# What size lazy susan?



## rut (Nov 17, 2011)

I've decided to go with a 36" base corner cabinet and want to use a kidney shaped lazy Susan. I can't seem to find good info on which size to use for this base cab. The rev-a-shelf documentation shows all of the size dimensions except where the cut-out is (front door area). Seems like that would be one of the important measurements to know.

Does anyone have any ideas on this?

Thanks,
Rut


----------



## LeeBarker (Aug 6, 2010)

Hi Rut-

Here is a spec sheet for the Amerock product and I think it will answer your questions.

If you've never built a cabinet like this, here are a few considerations:

1. Draw up a plan view full size on cardboard. It will help you get a handle on this weirdness that has one front (ok, two), two sides and two (or three) backs.

When you do this, you'll see how you can lop off the back corner because it's wasted space. that new piece you add can be drilled for future adjustable shelves if you wish. I usually drill the sides of the cabinet as well.
That back piece has 45 degree cuts on both edges and the 1/4 backs can be glued and stapled to it.

2. Don't be too quick to add your top pieces to the cabinet…sometimes you need to get the trays in there first!

3. If you don't lop off the back corner, you'll need to leave the toe kick off to get the thing in a 3-0 door.

4. ALWAYS buy the hardware first.

Kindly,

Lee


----------



## Sawkerf (Dec 31, 2009)

Since base cabs are usually 24" front to back, a 36" corner base would leave ~12". The actual dimension will depend on whether you do face frames or framless.


----------



## rut (Nov 17, 2011)

I'm using a 1" face frame. It appears from Lee's link that I could use a 32" susan with a 10.75" door opening.


----------



## DS (Oct 10, 2011)

Keep in mind that most drywall corners have 1/4" to 1/2" of drywall mud in them making it near impossible to put a square cabinet tight into the corner.

Clipping the back corner 45 degrees is one option, but I usually hold the box about 3" out from both walls and use a 28" diameter tray.

I've also used a circle cutting jig on my bandsaw and made a 3/4 round box with a birds mouth cutout for the face frames. 1/8" Melamine bends around the top and bottom fairly easily. Some people like this style because things can't fall off in the dark corners and get lost.

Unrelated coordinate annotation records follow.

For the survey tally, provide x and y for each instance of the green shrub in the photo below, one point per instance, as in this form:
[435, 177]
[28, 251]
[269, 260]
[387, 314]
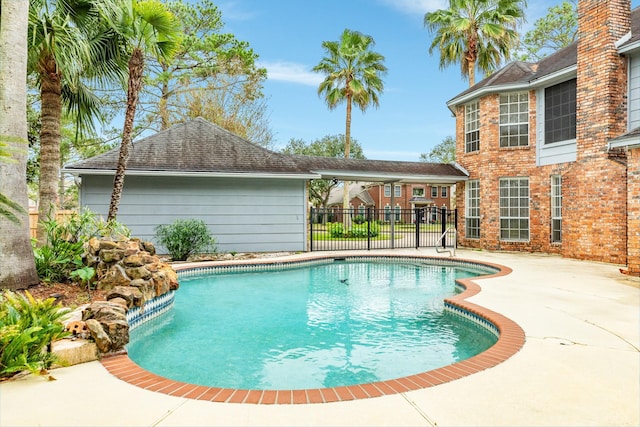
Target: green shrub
[185, 237]
[362, 230]
[27, 328]
[336, 229]
[63, 250]
[359, 219]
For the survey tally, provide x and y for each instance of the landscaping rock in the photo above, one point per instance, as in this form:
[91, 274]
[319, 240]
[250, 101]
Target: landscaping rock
[99, 336]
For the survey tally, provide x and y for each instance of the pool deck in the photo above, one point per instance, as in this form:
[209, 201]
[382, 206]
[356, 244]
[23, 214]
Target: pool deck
[579, 366]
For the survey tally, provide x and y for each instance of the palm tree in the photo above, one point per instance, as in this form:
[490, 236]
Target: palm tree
[17, 264]
[353, 74]
[69, 43]
[476, 33]
[143, 27]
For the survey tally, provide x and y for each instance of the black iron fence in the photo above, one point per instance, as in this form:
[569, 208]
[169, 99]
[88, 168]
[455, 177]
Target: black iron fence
[370, 228]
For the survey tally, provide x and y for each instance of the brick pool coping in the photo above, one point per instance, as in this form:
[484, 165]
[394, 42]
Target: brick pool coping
[510, 340]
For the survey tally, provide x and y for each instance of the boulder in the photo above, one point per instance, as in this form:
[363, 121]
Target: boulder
[102, 340]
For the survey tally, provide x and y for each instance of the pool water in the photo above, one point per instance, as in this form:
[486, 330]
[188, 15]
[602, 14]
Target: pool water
[335, 324]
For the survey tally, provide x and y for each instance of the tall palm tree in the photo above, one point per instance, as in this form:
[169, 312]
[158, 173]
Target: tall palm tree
[476, 33]
[353, 74]
[145, 26]
[17, 264]
[69, 44]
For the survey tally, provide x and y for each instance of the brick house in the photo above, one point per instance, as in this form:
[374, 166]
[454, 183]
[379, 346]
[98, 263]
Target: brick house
[406, 196]
[553, 148]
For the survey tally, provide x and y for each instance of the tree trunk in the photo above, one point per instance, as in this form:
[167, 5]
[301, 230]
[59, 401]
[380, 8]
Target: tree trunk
[163, 104]
[17, 264]
[346, 219]
[136, 67]
[50, 90]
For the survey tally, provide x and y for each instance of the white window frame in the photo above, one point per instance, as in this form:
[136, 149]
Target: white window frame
[472, 127]
[515, 200]
[514, 118]
[472, 209]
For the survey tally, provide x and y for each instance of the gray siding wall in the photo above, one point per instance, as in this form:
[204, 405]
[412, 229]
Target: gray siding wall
[244, 215]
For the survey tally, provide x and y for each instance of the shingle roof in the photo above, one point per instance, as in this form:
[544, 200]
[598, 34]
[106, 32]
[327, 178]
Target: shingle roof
[635, 29]
[356, 189]
[525, 73]
[198, 146]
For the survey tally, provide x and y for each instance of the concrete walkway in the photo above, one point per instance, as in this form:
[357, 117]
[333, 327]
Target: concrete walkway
[580, 366]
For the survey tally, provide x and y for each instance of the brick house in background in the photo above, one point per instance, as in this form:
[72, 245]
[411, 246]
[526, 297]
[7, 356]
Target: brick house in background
[553, 148]
[405, 196]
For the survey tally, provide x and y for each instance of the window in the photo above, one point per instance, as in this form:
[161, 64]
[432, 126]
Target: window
[556, 208]
[514, 120]
[472, 127]
[560, 112]
[514, 209]
[472, 209]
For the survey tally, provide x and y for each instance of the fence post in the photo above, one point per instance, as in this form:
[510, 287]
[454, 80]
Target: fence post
[311, 217]
[417, 222]
[443, 225]
[369, 228]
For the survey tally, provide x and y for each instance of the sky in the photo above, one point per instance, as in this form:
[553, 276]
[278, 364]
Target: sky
[412, 116]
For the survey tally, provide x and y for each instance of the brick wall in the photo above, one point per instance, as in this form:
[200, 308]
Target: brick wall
[633, 212]
[594, 208]
[594, 186]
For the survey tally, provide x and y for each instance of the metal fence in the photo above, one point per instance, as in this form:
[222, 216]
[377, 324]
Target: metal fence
[336, 229]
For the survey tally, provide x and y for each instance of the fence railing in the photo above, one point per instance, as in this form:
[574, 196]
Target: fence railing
[371, 228]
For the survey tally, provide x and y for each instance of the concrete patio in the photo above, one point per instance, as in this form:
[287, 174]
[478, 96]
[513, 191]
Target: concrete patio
[580, 366]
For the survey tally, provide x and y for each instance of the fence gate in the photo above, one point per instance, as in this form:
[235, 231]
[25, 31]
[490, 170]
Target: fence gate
[336, 229]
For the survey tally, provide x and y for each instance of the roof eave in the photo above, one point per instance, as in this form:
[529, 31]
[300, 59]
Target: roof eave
[526, 85]
[134, 172]
[632, 142]
[389, 177]
[630, 48]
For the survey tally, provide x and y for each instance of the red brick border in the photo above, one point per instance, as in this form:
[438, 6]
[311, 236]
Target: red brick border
[509, 342]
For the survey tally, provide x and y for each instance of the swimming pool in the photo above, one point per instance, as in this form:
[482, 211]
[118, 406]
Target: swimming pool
[355, 320]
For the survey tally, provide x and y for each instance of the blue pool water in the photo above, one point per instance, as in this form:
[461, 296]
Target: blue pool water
[340, 323]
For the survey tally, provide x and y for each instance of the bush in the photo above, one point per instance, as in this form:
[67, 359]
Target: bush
[63, 250]
[336, 229]
[185, 237]
[27, 329]
[362, 230]
[359, 219]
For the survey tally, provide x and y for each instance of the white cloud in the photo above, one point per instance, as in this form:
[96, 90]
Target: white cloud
[291, 72]
[412, 7]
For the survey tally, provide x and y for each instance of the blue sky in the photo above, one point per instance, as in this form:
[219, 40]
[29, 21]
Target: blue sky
[412, 116]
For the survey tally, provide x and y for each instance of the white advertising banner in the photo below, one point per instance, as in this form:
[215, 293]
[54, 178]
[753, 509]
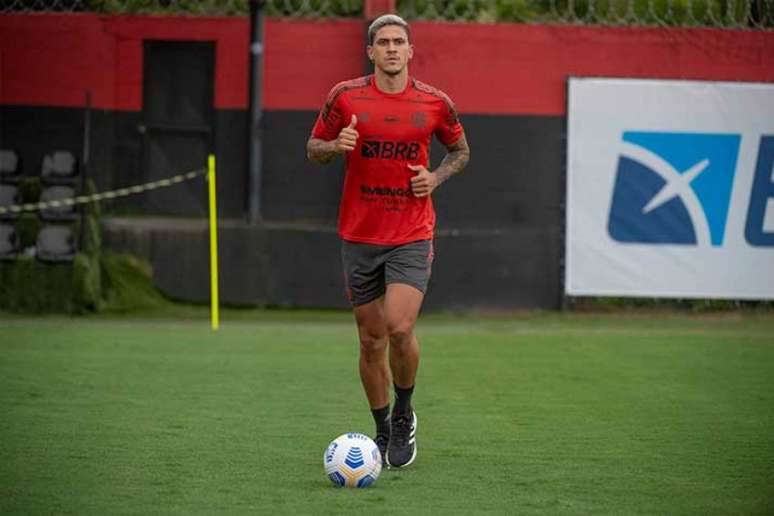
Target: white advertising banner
[670, 189]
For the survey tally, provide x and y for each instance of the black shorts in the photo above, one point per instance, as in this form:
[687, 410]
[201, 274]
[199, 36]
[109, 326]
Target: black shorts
[369, 268]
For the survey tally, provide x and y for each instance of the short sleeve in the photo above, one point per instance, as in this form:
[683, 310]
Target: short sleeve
[449, 128]
[330, 121]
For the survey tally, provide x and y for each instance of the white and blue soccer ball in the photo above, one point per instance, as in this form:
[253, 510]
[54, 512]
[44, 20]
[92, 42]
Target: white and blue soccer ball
[352, 460]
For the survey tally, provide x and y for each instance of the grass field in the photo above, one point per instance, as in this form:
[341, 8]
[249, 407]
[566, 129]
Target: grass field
[543, 413]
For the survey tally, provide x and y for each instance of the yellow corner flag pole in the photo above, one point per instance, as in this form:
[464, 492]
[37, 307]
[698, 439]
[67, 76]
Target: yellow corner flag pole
[213, 243]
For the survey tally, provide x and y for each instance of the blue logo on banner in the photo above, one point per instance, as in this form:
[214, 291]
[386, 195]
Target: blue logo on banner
[673, 188]
[761, 196]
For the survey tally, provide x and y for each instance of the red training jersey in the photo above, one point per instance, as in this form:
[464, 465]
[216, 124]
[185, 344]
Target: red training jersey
[377, 205]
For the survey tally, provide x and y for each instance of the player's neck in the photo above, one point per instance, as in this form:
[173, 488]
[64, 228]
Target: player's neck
[391, 83]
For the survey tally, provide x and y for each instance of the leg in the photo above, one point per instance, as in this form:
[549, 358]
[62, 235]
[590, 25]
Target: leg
[402, 304]
[374, 373]
[401, 307]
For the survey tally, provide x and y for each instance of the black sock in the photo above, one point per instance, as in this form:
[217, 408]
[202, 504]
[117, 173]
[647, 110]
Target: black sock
[382, 420]
[403, 400]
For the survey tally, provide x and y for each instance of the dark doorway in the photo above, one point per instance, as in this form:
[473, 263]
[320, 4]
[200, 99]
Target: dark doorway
[177, 123]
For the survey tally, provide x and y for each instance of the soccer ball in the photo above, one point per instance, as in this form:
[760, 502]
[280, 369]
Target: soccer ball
[352, 460]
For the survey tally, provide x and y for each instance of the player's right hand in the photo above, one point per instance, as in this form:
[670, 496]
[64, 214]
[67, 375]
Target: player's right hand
[347, 139]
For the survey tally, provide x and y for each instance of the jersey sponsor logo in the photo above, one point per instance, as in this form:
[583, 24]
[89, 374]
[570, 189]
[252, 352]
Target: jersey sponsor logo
[673, 188]
[379, 149]
[385, 191]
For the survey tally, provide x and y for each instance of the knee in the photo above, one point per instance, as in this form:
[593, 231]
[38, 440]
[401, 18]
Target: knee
[372, 343]
[401, 334]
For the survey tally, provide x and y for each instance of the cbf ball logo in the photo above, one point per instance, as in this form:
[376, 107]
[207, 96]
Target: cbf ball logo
[673, 188]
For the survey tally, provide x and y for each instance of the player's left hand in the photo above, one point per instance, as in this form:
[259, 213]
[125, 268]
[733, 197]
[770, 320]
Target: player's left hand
[424, 182]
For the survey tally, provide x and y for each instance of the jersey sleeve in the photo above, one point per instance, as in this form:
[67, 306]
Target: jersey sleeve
[331, 119]
[449, 128]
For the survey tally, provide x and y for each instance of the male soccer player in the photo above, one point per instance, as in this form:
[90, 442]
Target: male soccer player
[383, 124]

However you decide to do it, plan it out carefully. A 1:1 scale drawing is not a bad idea for the first one.


----------



## rut (Nov 17, 2011)

Another question I have is the proper type of hinge to use for the split door to attach to the face frame?


----------



## Sawkerf (Dec 31, 2009)

Here's one I did last December. On this job, I just gouged a bit out of the drywall corner to get my fit (the gouge will never see the light of day until someone rips out the cabs.)

Check www.rockler.com for hinges.

Get your lazy susan before you build the cab. Once you have it assembled (it's pretty easy) you can use it to position the top and bottom pivots while the cab is on the bench. You can do it after the cab is installed, but it's much more of a hassle.


----------